I had the whole smorgasbord of health aficionados and quacks try to fix me. On two continents. A chiropractor/physio who stuck needles into my trapezius and insisted I do pushups; an osteopath who insisted i do NOT do pushups; a biokineticist who wanted to "connect" my legs with the rest of my body; a nubile young trainer who worked wonders with rubber bands and side arm curls strengthening those atrophied muscles; and finally my sports physio in England - also nubile - who attacked those same trapezius with what felt like a pneumatic drill. Each time there was agonising "releasing" of over-taught muscles and tendons which had a mildly masochistic pleasure.
Long and the short
1. decades of hunching over computers (like this one)
2. not stretching after rowing - hmmm that coffee is always more beconing and
3. a new quackery rowing technique being lauded by the 'coach' requiring mild bum-shove and hyperextension at the catch which is supposed to be the greatest secret at making you faster. All it did to me was hit the spot and sent it all into orbit. Those bicep tendons had got shorter and shorter until they'd finally had enough.
Not a month before that I'd had a similar injury - a torn serratus anterior and other unmentionable parts across my chest - just before a regatta. Again the injury was related to exactly the same issue - weak rhomboids and over-strong shoulders (and the new technique). It all connects.
Well I was happy to get those soggy tackies* velcroed in and back on the ocean. And this was to be my last row with C. We headed out past a flotilla of bobbing African penguins. Jack Russell sized swimming machines setting off for their morning meal somewhere in the ocean. Their black and white bodies diving and reappearing in hyperactive succession. Past the boulders which the penguins call their home, rising like behemoths out the water and into the ocean swell. Solid lines of ocean came at us in huge gulps of water. Sliding up and under as I gasped in unaccustomed horror and kept reminding myself not to be so pathetic.

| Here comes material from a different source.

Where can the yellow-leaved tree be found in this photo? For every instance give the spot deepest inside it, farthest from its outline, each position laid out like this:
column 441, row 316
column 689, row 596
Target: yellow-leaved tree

My nerves had steeled themselves for quite long enough. It was hot and my shoulder was calling out for my fine boat. Home time. We turned the boat to surf with the rolling waves as it hesitated and then ran in turn.

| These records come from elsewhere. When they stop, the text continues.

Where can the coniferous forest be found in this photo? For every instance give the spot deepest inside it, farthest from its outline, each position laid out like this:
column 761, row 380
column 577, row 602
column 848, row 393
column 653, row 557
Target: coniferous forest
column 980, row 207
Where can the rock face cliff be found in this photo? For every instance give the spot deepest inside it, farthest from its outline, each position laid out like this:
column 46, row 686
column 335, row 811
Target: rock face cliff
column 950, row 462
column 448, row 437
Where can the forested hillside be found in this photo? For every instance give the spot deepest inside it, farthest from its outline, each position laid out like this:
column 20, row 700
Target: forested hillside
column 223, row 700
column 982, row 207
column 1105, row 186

Suddenly there was an almighty flutter all around us, black fins scattering. My mind went on overdrive as I saw us being engulfed by some terrible monster of the deep. Terror filled shrieks pierced the air before we realised our ridiculousness, collapsing in jelly filled belly laughs. We'd rowed straight into a pod of sleeping seals. Their flippers sticking upright out of the ocean, flopping around like a field of kelp. It was a good long while before their poor little faces appeared in the distance, snorting wide eyed at us.